Но сегодня она не хотела быть просто уставшей матерью. Сегодня она ждала мужа. И не просто мужа, который принесет зарплату и устало уткнется в газету. Она ждала того человека, которого любила больше жизни и который, она видела это, медленно замерзал изнутри.
После триумфа «Сплава», после Сталинской премии, после всей этой грязи с собраниями и чистками, Володя стал другим. Он стал похож на натянутую струну, готовую лопнуть. Он приходил домой, улыбался, играл с сыном, но глаза его оставались темными, как колодцы.
Аля решила: сегодня она его отогреет. Чего бы это ни стоило.
Она пошла в спальню, открыла шкаф. Там, в глубине, висело «то самое» вишневое платье из креп-жоржета. Довоенное. Чудом сохранившееся. Она не надевала его с сорок первого года.
Аля сбросила домашний халат.
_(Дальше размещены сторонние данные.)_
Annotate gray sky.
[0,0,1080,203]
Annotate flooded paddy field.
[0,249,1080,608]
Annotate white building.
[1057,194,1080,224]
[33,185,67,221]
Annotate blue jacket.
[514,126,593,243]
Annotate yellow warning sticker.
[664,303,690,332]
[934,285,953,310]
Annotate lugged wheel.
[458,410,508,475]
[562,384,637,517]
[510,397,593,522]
Критически осмотрела себя в зеркало трюмо. Похудела, конечно. Ключицы торчат. Но кожа всё такая же белая, и волосы, если их распустить…
Она надела платье. Шелк холодил кожу, напоминая о временах, когда они были беззаботны. Распустила тугой пучок, позволив каштановым волнам упасть на плечи. Достала заветный флакон «Красной Москвы» — каплю за уши, каплю на запястья, каплю в ложбинку груди.
На кухне уже был накрыт стол. Не богато, по-советски, но с любовью. Скатерть с вышивкой ришелье. Бутылка «Цинандали», которую Володя привез из командировки. Тонко нарезанный сыр (Аля отстояла за ним час в Елисеевском), пара мандаринов и плитка шоколада «Гвардейский».
Она зажгла две свечи, вставив их в старый медный подсвечник. Электричество включать не стала.
Села и стала ждать.
Часы в коридоре пробили восемь. Потом половину девятого. Володя задерживался. Аля не волновалась — она знала, что совещания в Министерстве могут затягиваться до ночи. Она просто сидела, глядя на пламя свечи, и собирала внутри себя тепло, чтобы отдать его ему. Весь, без остатка.